MANAGEMENT UPDATE.
WHY TEACHERS WORRY ABOUT RETIREMENT
“Most public pension plans without Social Security – which account for about 27% of state and local workers, including 40% of teachers—fail to meet The Pew Charitable Trusts’ guidelines for retirement security for career workers,” according to a March report from the Pew Charitable Trusts by Mollie Mills and Aleena Oberthur.
By contrast, according to Pew, practically all of the plans that participate in Social Security “provide or come close to providing retirees with at least 90% of their preretirement take-home pay, Pew’s target replacement income ratio.

This outcome wasn’t the design for entities that lack access to Social Security. The Federal law that allows them to opt out of Social Security requires that they provide retirement benefits that are comparable to the rest.
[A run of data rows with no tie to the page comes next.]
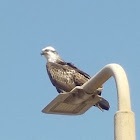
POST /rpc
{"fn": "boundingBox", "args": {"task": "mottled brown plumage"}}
[47,62,90,93]
[41,46,110,111]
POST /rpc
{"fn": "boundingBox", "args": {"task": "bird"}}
[41,46,110,111]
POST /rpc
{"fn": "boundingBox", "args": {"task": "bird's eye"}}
[51,50,55,53]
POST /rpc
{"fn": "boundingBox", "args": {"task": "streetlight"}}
[42,63,135,140]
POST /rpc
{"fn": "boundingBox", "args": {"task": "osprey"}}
[41,46,110,111]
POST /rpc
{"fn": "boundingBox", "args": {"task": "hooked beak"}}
[40,51,44,56]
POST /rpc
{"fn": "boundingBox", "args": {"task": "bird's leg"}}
[95,103,104,112]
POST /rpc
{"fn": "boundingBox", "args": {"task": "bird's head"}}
[41,46,63,63]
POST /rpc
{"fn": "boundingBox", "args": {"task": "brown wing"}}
[67,63,90,79]
[46,62,90,93]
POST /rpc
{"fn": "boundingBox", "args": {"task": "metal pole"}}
[81,63,135,140]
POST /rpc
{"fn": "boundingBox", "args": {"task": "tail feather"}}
[96,98,110,111]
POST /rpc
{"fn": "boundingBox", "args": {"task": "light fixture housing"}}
[42,86,102,115]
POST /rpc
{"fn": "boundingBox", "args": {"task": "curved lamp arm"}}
[82,63,131,111]
[81,63,135,140]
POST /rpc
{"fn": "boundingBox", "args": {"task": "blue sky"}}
[0,0,140,139]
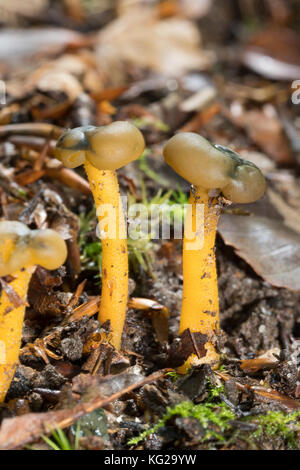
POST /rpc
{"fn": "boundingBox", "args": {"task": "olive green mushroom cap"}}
[163,133,266,203]
[0,221,67,276]
[54,121,145,171]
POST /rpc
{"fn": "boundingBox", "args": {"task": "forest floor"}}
[0,0,299,450]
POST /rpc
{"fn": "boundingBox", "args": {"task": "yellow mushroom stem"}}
[178,186,221,373]
[0,265,35,402]
[84,160,128,350]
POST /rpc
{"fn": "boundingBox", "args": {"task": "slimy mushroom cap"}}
[0,221,31,276]
[163,133,234,189]
[54,127,89,168]
[86,121,145,171]
[54,122,145,171]
[29,229,68,270]
[0,222,67,276]
[163,133,266,203]
[213,144,266,203]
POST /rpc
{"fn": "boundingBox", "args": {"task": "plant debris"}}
[0,0,299,451]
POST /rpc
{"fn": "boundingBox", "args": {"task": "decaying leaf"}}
[128,297,169,343]
[0,28,83,64]
[226,103,292,165]
[242,27,300,80]
[0,0,48,26]
[69,297,101,322]
[96,7,213,84]
[240,348,280,373]
[167,329,208,368]
[218,207,300,291]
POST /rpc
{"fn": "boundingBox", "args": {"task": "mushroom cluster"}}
[0,221,67,401]
[54,121,145,349]
[55,124,266,372]
[163,133,266,371]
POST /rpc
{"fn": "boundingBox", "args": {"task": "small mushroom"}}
[0,221,67,402]
[54,121,145,349]
[163,133,266,371]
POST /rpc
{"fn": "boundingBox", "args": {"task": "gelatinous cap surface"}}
[54,127,90,168]
[163,133,266,203]
[0,221,67,276]
[54,121,145,171]
[28,229,68,271]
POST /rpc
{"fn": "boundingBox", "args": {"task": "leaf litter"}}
[0,0,299,451]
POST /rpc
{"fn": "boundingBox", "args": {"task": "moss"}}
[79,186,188,276]
[133,116,169,133]
[128,380,232,446]
[165,370,180,382]
[128,377,300,449]
[128,400,235,446]
[253,410,300,449]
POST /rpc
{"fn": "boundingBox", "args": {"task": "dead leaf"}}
[218,208,300,291]
[242,27,300,80]
[240,348,280,373]
[128,297,169,343]
[69,297,101,322]
[0,28,84,65]
[226,103,292,165]
[167,329,208,368]
[96,7,213,85]
[267,188,300,235]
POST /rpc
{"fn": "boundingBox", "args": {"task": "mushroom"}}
[163,133,266,371]
[54,121,145,349]
[0,221,67,401]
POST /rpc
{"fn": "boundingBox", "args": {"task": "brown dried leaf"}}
[15,169,45,186]
[226,104,292,165]
[167,329,208,368]
[28,268,69,318]
[242,27,300,80]
[69,297,101,322]
[218,208,300,291]
[0,28,83,64]
[240,348,280,373]
[251,386,300,410]
[128,297,169,343]
[96,7,212,85]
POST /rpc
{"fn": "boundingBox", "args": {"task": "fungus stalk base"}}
[84,161,128,350]
[0,266,35,402]
[178,186,221,373]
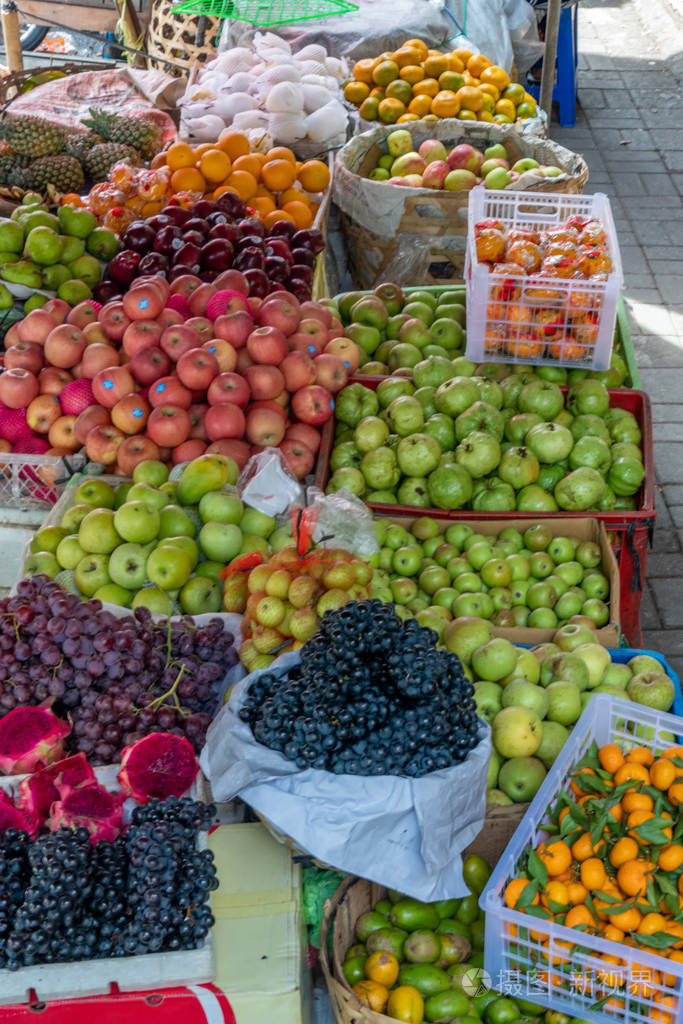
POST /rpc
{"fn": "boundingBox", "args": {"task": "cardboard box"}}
[209,824,310,1024]
[464,803,527,868]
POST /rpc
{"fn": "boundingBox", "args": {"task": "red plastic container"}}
[315,385,655,645]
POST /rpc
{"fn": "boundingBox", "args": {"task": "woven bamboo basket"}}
[0,62,112,106]
[334,120,589,290]
[146,0,221,76]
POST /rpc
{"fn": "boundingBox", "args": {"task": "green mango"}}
[390,898,440,931]
[176,453,237,505]
[398,962,450,997]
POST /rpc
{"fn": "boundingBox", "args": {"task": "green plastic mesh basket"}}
[172,0,358,24]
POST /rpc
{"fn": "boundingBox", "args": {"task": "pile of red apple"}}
[0,271,360,480]
[96,196,323,306]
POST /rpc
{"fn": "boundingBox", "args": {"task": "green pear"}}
[42,264,72,290]
[0,282,13,309]
[58,279,92,304]
[58,205,98,239]
[68,254,101,288]
[24,226,64,266]
[1,260,42,288]
[86,227,118,260]
[60,235,85,264]
[19,210,60,234]
[0,217,24,253]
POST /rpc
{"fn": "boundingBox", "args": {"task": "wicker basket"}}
[0,62,113,106]
[146,0,221,76]
[334,121,589,290]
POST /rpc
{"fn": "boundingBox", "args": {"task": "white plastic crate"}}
[465,190,623,370]
[480,694,683,1024]
[0,451,86,508]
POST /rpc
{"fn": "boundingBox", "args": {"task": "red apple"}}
[40,299,70,324]
[288,332,325,356]
[285,421,321,454]
[135,275,170,302]
[129,346,171,386]
[246,326,288,366]
[185,316,213,344]
[187,283,216,317]
[244,364,285,401]
[245,406,286,447]
[98,301,131,342]
[4,343,43,375]
[213,311,252,351]
[75,405,111,446]
[257,293,301,335]
[3,324,20,347]
[279,438,315,479]
[148,375,192,410]
[213,269,248,295]
[91,365,136,409]
[44,325,86,369]
[81,343,120,379]
[122,283,165,321]
[205,438,250,467]
[160,324,201,362]
[147,405,192,447]
[82,322,111,347]
[313,353,348,393]
[111,393,151,434]
[299,301,332,327]
[16,309,57,345]
[201,338,237,373]
[280,350,316,391]
[248,399,287,423]
[157,308,185,330]
[204,403,246,442]
[0,368,39,409]
[122,319,164,358]
[116,434,161,476]
[48,415,79,452]
[292,384,334,425]
[169,274,202,299]
[85,423,125,465]
[188,402,208,441]
[176,347,219,391]
[26,393,61,434]
[324,337,361,372]
[172,439,207,465]
[39,367,72,395]
[67,301,99,330]
[207,371,250,409]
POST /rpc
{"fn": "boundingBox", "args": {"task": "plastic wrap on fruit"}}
[237,447,304,516]
[305,485,379,559]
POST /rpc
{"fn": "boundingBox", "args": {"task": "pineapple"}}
[65,131,104,165]
[82,108,163,161]
[0,115,65,157]
[0,153,31,187]
[30,155,84,195]
[86,143,140,181]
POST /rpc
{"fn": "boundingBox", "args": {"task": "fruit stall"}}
[0,16,679,1024]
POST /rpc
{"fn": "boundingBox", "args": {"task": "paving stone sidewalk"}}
[553,0,683,668]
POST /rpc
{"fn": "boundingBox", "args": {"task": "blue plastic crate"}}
[480,692,683,1024]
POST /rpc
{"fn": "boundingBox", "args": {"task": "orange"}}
[263,210,295,230]
[617,858,654,897]
[217,132,250,160]
[571,832,600,862]
[150,153,167,169]
[467,53,492,77]
[456,85,484,111]
[280,201,313,228]
[504,877,538,909]
[397,113,420,122]
[626,746,655,766]
[352,980,389,1012]
[477,110,495,122]
[408,95,433,116]
[61,192,84,206]
[495,98,517,120]
[386,79,414,105]
[213,184,240,198]
[359,97,380,121]
[226,170,258,200]
[231,154,263,179]
[652,758,677,790]
[661,950,683,986]
[614,762,650,786]
[628,966,658,998]
[478,82,500,101]
[580,857,607,892]
[423,54,449,78]
[565,904,596,930]
[447,53,465,73]
[661,745,683,760]
[602,923,625,943]
[541,880,569,910]
[261,159,296,192]
[140,201,163,218]
[378,98,405,123]
[502,82,525,104]
[627,808,656,839]
[199,148,232,184]
[265,146,296,166]
[412,78,440,98]
[353,58,376,84]
[457,109,478,121]
[659,844,683,872]
[622,791,654,813]
[345,81,369,104]
[400,65,425,84]
[250,195,277,217]
[364,950,399,987]
[439,70,466,91]
[668,781,683,807]
[166,142,196,170]
[610,906,643,932]
[480,64,511,91]
[599,743,625,774]
[372,60,399,86]
[667,921,683,948]
[596,953,625,988]
[369,87,385,99]
[608,801,624,822]
[637,912,668,936]
[170,167,206,193]
[566,880,588,903]
[570,767,599,796]
[430,91,460,118]
[609,836,639,868]
[193,143,216,158]
[392,46,422,68]
[297,160,330,193]
[537,840,572,876]
[404,38,428,61]
[279,186,309,206]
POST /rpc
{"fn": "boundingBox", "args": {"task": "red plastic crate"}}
[315,386,655,646]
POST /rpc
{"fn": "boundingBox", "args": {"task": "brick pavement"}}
[550,0,683,670]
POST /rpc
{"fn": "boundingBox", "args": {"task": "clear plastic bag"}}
[237,448,304,516]
[305,487,379,559]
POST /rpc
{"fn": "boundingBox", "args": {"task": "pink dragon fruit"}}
[118,732,199,803]
[0,798,37,835]
[0,405,28,443]
[59,378,95,416]
[0,706,72,775]
[48,780,125,843]
[16,752,96,824]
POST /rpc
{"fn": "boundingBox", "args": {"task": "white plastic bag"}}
[200,653,491,900]
[237,448,304,516]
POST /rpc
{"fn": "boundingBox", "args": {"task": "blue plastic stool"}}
[527,3,578,127]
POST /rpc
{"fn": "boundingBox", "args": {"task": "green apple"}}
[546,680,582,725]
[195,560,224,581]
[628,654,661,675]
[376,377,414,408]
[487,788,514,806]
[474,681,503,722]
[179,575,222,614]
[600,663,631,689]
[56,534,85,570]
[132,585,175,615]
[487,748,502,789]
[108,542,148,590]
[498,757,546,802]
[269,525,294,551]
[30,525,66,554]
[626,671,674,711]
[157,535,199,569]
[392,546,422,576]
[132,460,169,487]
[78,509,121,554]
[93,582,133,607]
[240,507,275,538]
[24,551,60,578]
[354,416,390,453]
[147,545,193,590]
[391,577,418,605]
[492,707,543,758]
[472,638,518,682]
[75,553,111,595]
[572,642,611,687]
[442,616,493,664]
[61,503,95,533]
[127,482,168,512]
[114,501,160,544]
[445,523,473,549]
[197,522,242,562]
[501,679,549,719]
[158,504,196,539]
[114,482,133,508]
[74,479,116,509]
[239,533,271,557]
[197,490,244,525]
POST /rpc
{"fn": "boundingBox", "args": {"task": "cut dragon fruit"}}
[0,706,71,775]
[118,732,199,803]
[17,752,96,823]
[48,780,124,843]
[0,798,37,835]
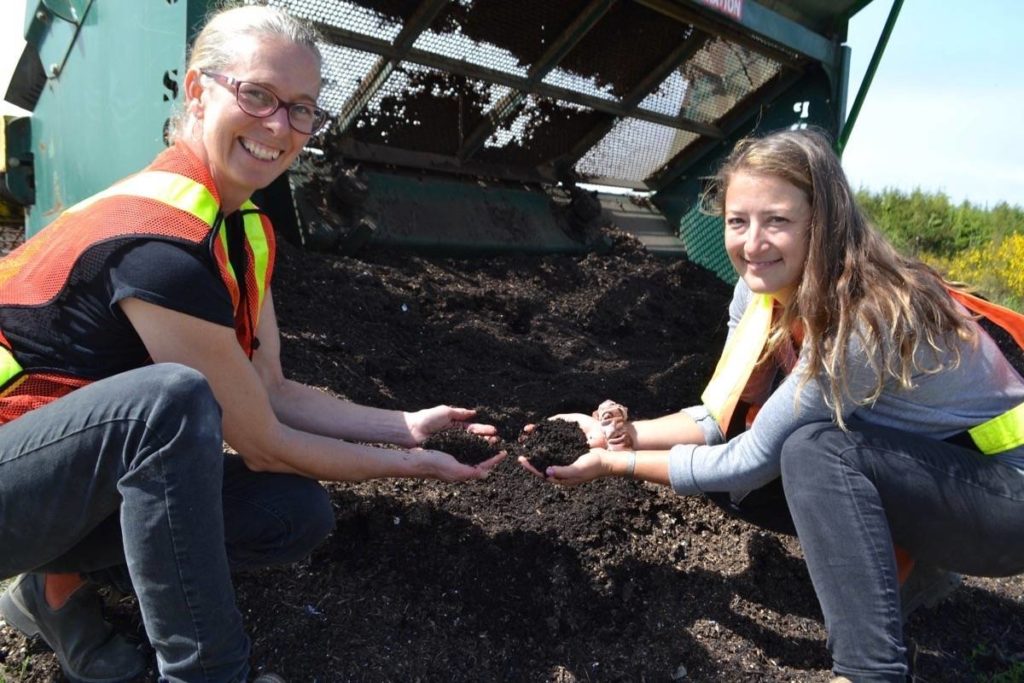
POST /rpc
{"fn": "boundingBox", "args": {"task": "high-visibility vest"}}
[947,289,1024,454]
[700,292,775,432]
[701,288,1024,455]
[0,143,275,424]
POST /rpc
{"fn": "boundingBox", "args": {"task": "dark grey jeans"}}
[781,420,1024,682]
[0,364,335,682]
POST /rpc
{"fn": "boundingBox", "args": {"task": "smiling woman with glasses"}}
[0,5,504,683]
[201,70,329,135]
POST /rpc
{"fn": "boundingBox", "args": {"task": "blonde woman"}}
[0,6,500,682]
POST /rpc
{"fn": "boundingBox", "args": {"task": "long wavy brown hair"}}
[703,128,976,425]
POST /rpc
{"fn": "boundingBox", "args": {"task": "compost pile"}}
[2,228,1023,682]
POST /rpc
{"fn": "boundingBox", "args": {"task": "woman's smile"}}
[239,137,283,162]
[723,171,811,304]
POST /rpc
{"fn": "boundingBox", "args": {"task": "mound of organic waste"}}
[3,226,1022,682]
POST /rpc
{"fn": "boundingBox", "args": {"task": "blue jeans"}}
[0,364,335,682]
[781,420,1024,682]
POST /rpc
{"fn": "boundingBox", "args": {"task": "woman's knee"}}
[146,364,219,414]
[140,364,222,448]
[780,421,853,487]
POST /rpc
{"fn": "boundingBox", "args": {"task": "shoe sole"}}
[0,578,43,639]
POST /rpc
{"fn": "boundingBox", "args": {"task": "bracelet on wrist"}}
[625,450,636,479]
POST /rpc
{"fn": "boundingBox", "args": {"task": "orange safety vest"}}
[701,288,1024,454]
[0,143,275,424]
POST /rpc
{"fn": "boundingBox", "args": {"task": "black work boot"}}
[0,573,146,683]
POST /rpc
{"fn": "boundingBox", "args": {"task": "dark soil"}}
[516,419,590,473]
[2,227,1024,682]
[421,427,502,466]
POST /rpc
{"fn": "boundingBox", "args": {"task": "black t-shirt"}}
[0,237,235,379]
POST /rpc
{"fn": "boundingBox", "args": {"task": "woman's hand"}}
[541,413,608,448]
[518,448,612,486]
[415,448,506,482]
[407,405,500,446]
[592,400,634,450]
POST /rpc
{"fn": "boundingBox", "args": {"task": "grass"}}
[970,644,1024,683]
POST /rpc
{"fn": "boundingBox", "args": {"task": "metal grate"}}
[540,69,619,103]
[269,0,405,42]
[575,117,698,185]
[421,1,595,74]
[349,62,502,155]
[478,96,605,167]
[680,205,735,283]
[636,70,688,117]
[412,28,528,79]
[261,0,800,188]
[540,2,694,101]
[673,37,782,125]
[317,43,382,115]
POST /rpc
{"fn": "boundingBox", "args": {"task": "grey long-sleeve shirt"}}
[668,281,1024,496]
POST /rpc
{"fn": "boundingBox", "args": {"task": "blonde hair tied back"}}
[166,3,322,142]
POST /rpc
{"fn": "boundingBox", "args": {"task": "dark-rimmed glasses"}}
[202,70,329,135]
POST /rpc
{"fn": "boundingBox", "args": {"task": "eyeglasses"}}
[201,70,329,135]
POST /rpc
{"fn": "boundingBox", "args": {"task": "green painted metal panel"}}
[24,0,94,81]
[24,0,197,236]
[361,172,587,254]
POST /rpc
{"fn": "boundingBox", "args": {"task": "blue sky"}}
[1,1,1021,208]
[844,0,1024,208]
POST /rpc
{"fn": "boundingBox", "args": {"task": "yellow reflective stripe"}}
[64,171,220,227]
[968,402,1024,455]
[217,226,238,284]
[0,346,24,390]
[701,293,775,429]
[241,202,269,312]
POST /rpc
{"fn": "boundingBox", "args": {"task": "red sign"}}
[696,0,744,21]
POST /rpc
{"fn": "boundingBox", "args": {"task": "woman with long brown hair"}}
[522,127,1024,680]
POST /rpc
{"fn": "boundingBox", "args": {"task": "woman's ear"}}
[183,69,205,117]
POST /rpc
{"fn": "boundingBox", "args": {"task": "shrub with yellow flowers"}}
[927,233,1024,312]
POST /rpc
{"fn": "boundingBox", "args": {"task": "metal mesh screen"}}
[680,206,736,284]
[412,28,528,78]
[636,70,688,117]
[317,43,382,116]
[674,38,783,124]
[349,62,503,155]
[478,96,605,167]
[270,0,404,42]
[420,1,594,72]
[541,69,619,103]
[575,118,698,185]
[262,0,797,188]
[542,2,694,100]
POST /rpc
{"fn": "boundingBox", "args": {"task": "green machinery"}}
[2,0,900,279]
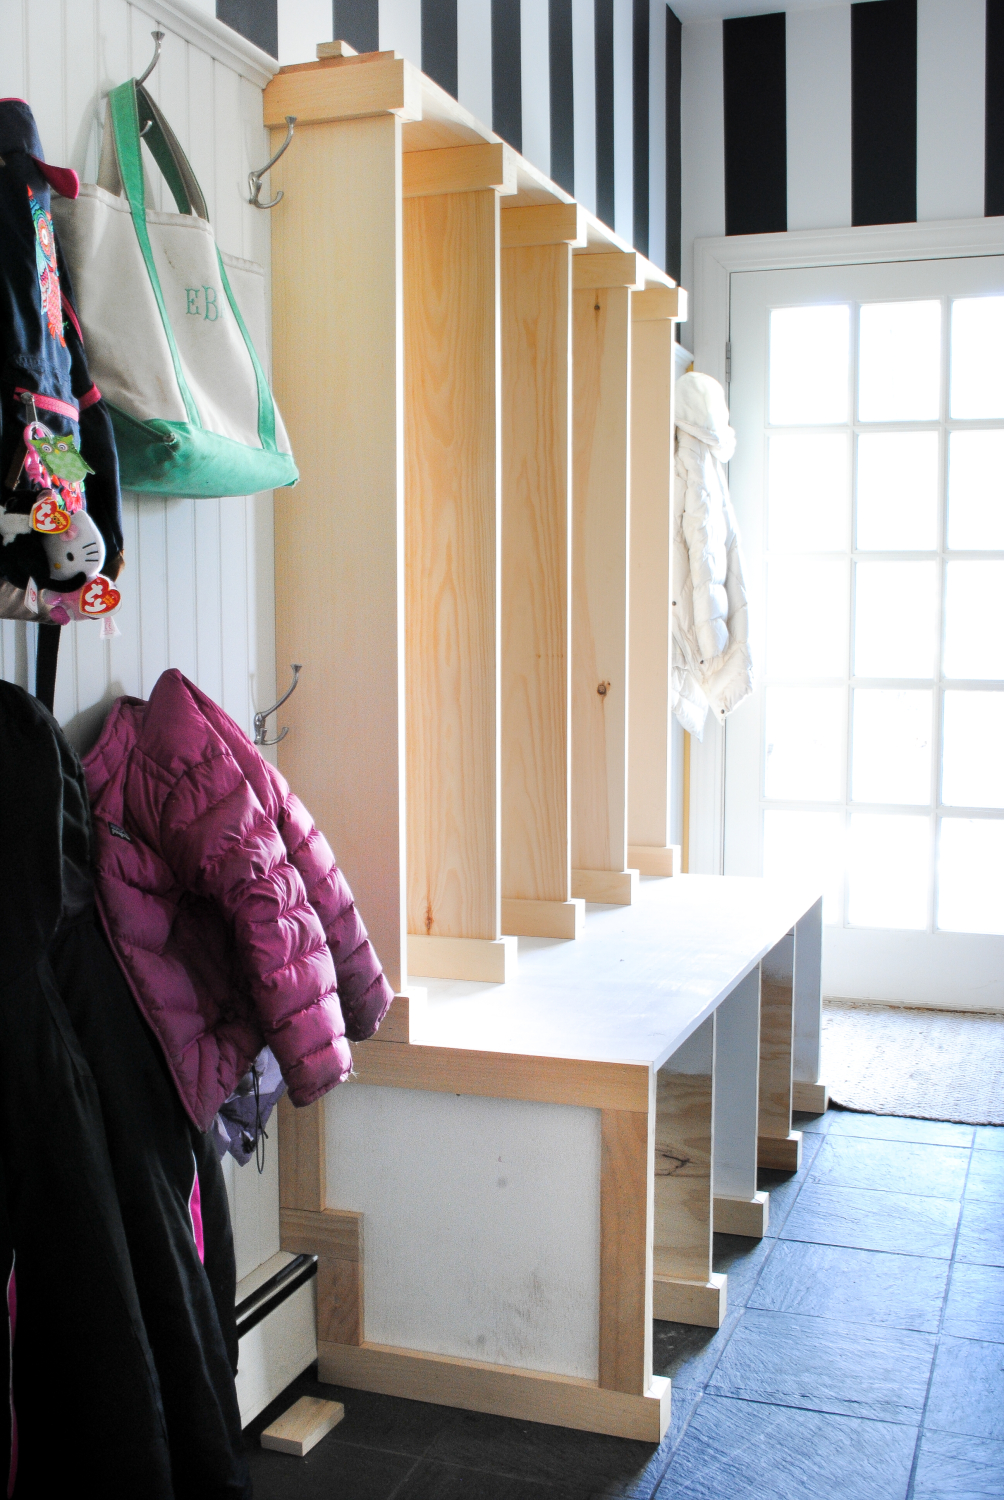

Unfortunately, it hasn’t worked that way.
Despite the fact that retirement plans that don’t participate in Social Security tend to provide higher benefits than those that do, “public workers in states that do not participate in Social Security fall behind” reports Pew. “That’s because those in participating states often receive healthy state-sponsored benefits—in addition to ones from Social Security. And these differences are exacerbated by the fact that workers receiving Social Security benefits tend to be protected by cost-of-living adjustments (COLAs) that are higher than those offered by most public sector retirement programs.” In fact, Social Security has provided COLAs that keep up with inflation, while other types of state or local benefits haven’t come close.
Aware of this issue some state and local systems have been making efforts to help employees without Social Security to keep up.
For example, according to Pew, “The Public School Retirement System of Missouri, a defined benefit plan for the state’s teachers, offers a substantial 2.55% multiplier for members with at least 32 years of service and a COLA based on the Consumer Price Index, with a cap. In addition to offering a generous benefit, plan members’ contribution rates are relatively high, which drives the take-home pay adjusted replacement rate to slightly over 100%.”
As the report concludes “there is no one approach that works for all, but state policymakers can look to creative and tested solutions to ensure that workers continue to have sufficient income once they retire.”